AE 05: Multiple linear regression

Houses in Levittown

Published

September 21, 2022

Important

Go to the course GitHub organization and locate your ae-05- to get started.

The AE is due on GitHub by Saturday, September 24 at 11:59pm.

library(tidyverse)
library(tidymodels)
library(knitr)
library(GGally)

The data set contains the sales price and characteristics of 85 homes in Levittown, NY that sold between June 2010 and May 2011. Levittown was built right after WWII and was the first planned suburban community built using mass production techniques.

levittown <- read_csv("data/homeprices.csv")

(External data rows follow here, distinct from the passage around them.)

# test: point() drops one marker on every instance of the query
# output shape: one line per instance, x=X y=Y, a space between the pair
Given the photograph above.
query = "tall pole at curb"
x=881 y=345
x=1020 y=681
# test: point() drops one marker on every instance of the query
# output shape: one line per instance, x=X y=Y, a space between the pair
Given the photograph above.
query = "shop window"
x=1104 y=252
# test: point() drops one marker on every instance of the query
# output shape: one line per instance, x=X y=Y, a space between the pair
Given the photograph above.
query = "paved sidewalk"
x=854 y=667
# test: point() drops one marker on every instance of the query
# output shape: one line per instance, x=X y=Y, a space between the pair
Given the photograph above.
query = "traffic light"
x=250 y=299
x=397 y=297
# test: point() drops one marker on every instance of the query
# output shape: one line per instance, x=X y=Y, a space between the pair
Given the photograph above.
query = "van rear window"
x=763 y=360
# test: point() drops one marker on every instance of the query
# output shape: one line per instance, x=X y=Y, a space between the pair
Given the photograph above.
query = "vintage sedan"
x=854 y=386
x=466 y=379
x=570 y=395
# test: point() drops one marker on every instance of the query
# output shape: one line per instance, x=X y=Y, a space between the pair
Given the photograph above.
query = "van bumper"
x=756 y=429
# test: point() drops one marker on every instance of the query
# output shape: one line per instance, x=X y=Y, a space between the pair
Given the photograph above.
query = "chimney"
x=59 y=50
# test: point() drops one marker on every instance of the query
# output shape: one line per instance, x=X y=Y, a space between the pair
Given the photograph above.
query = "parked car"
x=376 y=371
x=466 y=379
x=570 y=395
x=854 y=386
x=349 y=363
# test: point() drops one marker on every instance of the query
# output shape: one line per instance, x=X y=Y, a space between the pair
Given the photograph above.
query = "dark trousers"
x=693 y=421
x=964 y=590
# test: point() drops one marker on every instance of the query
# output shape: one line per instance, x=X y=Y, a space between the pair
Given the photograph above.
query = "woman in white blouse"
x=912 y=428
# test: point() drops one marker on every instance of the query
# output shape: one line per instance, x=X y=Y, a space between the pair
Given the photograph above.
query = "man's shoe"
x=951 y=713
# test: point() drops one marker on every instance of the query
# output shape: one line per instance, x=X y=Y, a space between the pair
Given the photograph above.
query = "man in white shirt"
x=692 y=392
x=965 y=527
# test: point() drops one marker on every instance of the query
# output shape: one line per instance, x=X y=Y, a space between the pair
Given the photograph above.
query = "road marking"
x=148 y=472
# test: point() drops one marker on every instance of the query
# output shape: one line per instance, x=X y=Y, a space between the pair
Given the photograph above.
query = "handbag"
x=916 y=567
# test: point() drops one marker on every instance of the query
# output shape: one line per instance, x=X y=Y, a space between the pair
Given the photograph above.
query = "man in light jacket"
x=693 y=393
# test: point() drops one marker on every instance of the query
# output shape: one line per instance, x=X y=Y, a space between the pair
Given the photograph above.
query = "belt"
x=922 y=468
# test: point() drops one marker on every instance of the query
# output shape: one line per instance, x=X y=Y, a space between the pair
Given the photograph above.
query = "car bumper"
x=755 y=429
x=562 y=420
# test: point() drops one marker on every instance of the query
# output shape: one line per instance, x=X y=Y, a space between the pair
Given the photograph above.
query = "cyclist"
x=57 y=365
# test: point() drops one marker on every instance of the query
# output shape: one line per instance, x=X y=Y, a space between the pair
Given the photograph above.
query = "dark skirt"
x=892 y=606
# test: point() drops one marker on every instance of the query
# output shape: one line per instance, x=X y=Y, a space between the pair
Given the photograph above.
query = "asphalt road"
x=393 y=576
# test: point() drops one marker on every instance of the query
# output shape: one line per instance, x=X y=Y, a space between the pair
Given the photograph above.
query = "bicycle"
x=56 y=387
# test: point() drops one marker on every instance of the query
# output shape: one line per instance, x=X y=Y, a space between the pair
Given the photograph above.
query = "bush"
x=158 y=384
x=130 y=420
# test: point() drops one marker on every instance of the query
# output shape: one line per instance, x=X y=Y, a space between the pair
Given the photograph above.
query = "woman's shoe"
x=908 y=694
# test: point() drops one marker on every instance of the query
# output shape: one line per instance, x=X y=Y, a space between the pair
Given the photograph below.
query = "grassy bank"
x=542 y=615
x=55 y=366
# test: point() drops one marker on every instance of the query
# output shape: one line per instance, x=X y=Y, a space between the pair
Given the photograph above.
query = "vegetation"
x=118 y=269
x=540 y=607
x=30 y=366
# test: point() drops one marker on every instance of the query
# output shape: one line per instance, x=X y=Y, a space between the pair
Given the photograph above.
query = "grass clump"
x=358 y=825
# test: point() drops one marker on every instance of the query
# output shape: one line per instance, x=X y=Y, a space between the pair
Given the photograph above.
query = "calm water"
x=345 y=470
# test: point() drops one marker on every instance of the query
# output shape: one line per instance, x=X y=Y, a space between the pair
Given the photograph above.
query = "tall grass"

The variables used in this analysis are

The goal of the analysis is to use the characteristics of a house to understand variability in the sales price.

Exploratory data analysis

ggpairs(levittown) +
  theme(
    axis.text.y = element_text(size = 10),
    axis.text.x = element_text(angle = 45, size = 10),
    strip.text.y = element_text(angle = 0, hjust = 0)
    )

Linear model

Fit a linear model of housing prices versus the house characteristics in Levittown. Neatly display model using 3 digits.

# fit model 

# display model with 3 digits 

Interpretation

  • Interpret the coefficient of bedrooms in the context of the data.

  • The intercept is the estimated sales price for what subset of houses? Be specific.

Prediction

What is the predicted sale price for a house in Levittown, NY with 4 bedrooms, 2 bathrooms, 1,000 square feet of living area, 6,000 square foot lot size, built in 1947 with $7,403 in property taxes?

  • Report the predicted value and appropriate interval.
# create tibble for new observation 

# prediction + interval
  • Interpret the interval in the context of the data.
Important

To submit the AE:

  • Render the document to produce the PDF with all of your work from today’s class.
  • Push all your work to your ae-05- repo on GitHub. (You do not submit AEs on Gradescope).